Yield is the new alpha.
That could be the way things are going as investors flock to stable, high-paying plays like utilities and long-term Treasury bonds amid growing concerns about the global coronavirus outbreak, market professionals told CNBC's "ETF Edge."
"Yes, we're ... near all-time highs in the S&P 500, but you still see people looking for yield," said Jeff Kilburg, founder and CEO of KKM Financial. "You have seen a long-term attraction in this search for yield, this global search for yield."
Kilburg emphasized that the flight to defensive assets has been long in the making. In the last three years, the XLU and S&P's gains are neck and neck: the XLU is up 41.2% while the S&P is up 41.4%.

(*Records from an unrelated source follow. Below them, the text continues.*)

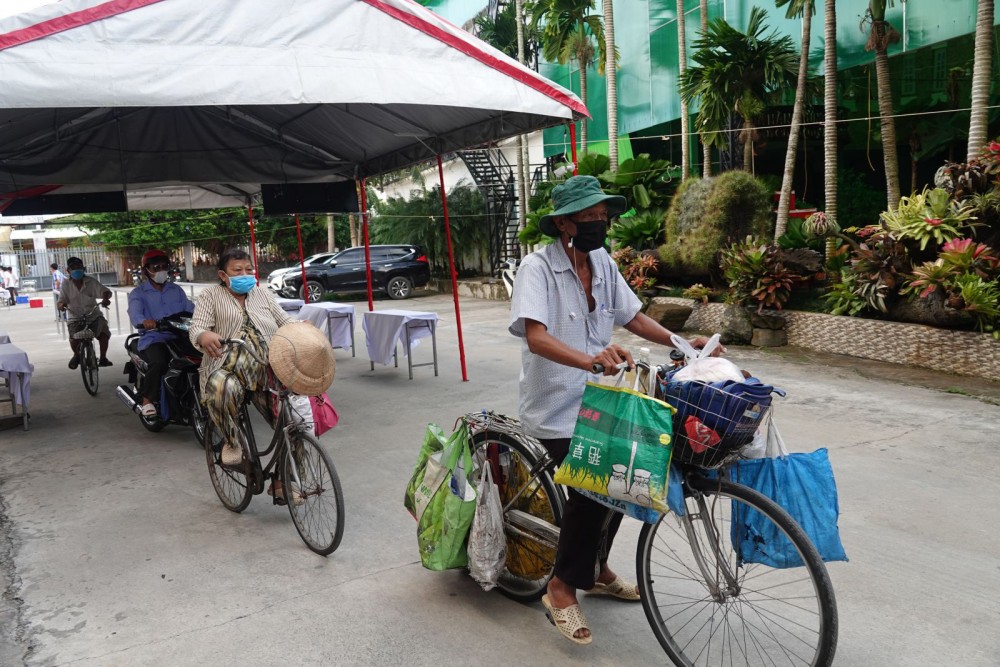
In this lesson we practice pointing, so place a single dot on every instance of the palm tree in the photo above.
(737, 72)
(981, 68)
(569, 34)
(706, 147)
(881, 35)
(830, 107)
(611, 77)
(682, 67)
(805, 9)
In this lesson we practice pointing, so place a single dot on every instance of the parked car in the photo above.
(274, 278)
(396, 270)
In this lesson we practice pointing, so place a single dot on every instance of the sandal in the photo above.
(619, 588)
(568, 621)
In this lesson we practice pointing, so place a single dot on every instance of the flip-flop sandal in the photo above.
(568, 621)
(619, 588)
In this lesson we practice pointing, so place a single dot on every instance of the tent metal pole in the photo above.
(454, 274)
(302, 260)
(368, 256)
(572, 145)
(253, 244)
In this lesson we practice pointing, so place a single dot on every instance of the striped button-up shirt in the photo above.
(548, 291)
(219, 311)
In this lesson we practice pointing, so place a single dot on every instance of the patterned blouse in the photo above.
(216, 309)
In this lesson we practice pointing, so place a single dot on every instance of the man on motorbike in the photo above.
(152, 300)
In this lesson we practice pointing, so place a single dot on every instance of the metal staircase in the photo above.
(494, 177)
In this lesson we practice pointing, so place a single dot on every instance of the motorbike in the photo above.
(180, 399)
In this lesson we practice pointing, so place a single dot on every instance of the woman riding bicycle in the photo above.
(236, 308)
(567, 299)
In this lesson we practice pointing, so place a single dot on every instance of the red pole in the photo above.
(454, 274)
(302, 260)
(368, 254)
(572, 144)
(253, 244)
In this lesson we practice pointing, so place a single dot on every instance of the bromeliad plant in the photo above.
(764, 274)
(928, 216)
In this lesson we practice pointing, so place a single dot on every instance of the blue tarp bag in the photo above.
(804, 486)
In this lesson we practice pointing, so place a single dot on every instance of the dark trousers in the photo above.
(157, 358)
(583, 542)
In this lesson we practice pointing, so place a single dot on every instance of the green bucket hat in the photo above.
(577, 194)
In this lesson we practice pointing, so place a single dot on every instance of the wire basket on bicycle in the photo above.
(715, 421)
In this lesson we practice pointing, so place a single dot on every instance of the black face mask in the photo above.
(590, 236)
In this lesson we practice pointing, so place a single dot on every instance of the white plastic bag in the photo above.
(487, 548)
(702, 366)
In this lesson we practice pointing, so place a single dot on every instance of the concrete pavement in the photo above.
(119, 553)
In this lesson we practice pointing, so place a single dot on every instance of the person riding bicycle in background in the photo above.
(567, 299)
(79, 296)
(155, 299)
(236, 308)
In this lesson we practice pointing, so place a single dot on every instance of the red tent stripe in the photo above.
(470, 50)
(70, 21)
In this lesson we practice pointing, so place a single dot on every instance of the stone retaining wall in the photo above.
(961, 352)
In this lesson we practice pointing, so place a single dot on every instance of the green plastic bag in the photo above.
(441, 499)
(621, 447)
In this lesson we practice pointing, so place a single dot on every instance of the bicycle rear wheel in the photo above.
(231, 483)
(707, 607)
(88, 367)
(533, 508)
(312, 491)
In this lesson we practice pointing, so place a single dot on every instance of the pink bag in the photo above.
(325, 415)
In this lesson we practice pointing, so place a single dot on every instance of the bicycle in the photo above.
(86, 356)
(703, 602)
(308, 477)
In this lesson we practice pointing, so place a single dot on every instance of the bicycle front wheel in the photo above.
(312, 491)
(88, 367)
(533, 507)
(708, 607)
(231, 483)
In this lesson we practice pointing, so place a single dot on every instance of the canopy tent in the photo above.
(192, 104)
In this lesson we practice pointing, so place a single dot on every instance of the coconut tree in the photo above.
(881, 34)
(611, 78)
(830, 106)
(681, 68)
(736, 73)
(804, 9)
(572, 32)
(982, 66)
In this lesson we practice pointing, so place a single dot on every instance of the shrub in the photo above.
(706, 214)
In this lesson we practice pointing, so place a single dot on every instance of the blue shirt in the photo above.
(145, 302)
(547, 290)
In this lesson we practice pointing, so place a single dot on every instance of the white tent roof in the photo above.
(156, 96)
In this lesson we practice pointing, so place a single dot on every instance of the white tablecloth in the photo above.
(14, 363)
(384, 327)
(336, 320)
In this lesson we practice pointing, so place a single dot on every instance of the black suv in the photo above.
(396, 270)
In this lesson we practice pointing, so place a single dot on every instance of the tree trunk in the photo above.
(748, 130)
(888, 122)
(522, 182)
(706, 148)
(681, 68)
(611, 76)
(982, 68)
(796, 128)
(583, 98)
(830, 107)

As for bonds, "this is the 125th consecutive trading day that the 10-year note's been under 2%," Kilburg said Monday. "So, right here, at 1.53, you've seen a lot of buyers in the TLT," which moves inversely to the 10-year yield.
"You are seeing attracting assets to these two sectors due to the reason that we don't have clarity. The lack of clarity, that's corrosive. And what is that doing? It's attracting assets coming in," Kilburg said. "So, I think this search for yield, this global search for yield, persists."
Jeremy Schwartz, global head of research and executive vice president at WisdomTree Asset Management, offered what he saw as a better way to invest for yield.
"The average dividend-paying stock is twice the yield of the 10-year bond, and it's got better taxation," he said in the same interview. "Very different volatility levels, but I think the growth profile is there."
Schwartz cited his firm's Total Dividend Index, which tracks roughly 1,400 dividend-paying equities. The average yield for that index is just over 3%, about the same as the nearly 3% the utilities ETF currently yields, he said.
"For sure, this bid for yield [and] safety has pushed up all the defensive, low-volatility sectors to, I think, higher valuations. We look at utilities as one of these above-average yielding sectors," Schwartz said. "But where utilities are issuing shares to fund their growth through 2% issuance, the average company's buying back 2%. So, you get a 5% total dividend [with] buybacks versus, like, a 1% [net dividend for utilities]."
That could give investors an advantage as urgency grows around the nearly 21,000 coronavirus cases now on record, though it's "impossible to tell" how long it will take for the market to stabilize if the outbreak slows, said Jeremy Siegel, professor of finance at the Wharton School of the University of Pennsylvania.
"In the short run, fear and greed, momentum players, they dominate the market sometimes greater than reality," Siegel said in the same "ETF Edge" interview.
"At this point, I look at death rates and say it's not much different from other influenza, but others say that it could get worse. So, I mean, there's been a huge reaction — the shutdown in travel — and obviously that affects entertainment and airlines, and that fear can keep on generating and then who knows?" Siegel said. "In two or three weeks we can say it's relatively contained, death rates are low, not much more than others, and then we'll get a relief rally from that. But it's impossible to tell how long that will take."
The XLU was flat and TLT slid in early Tuesday trading.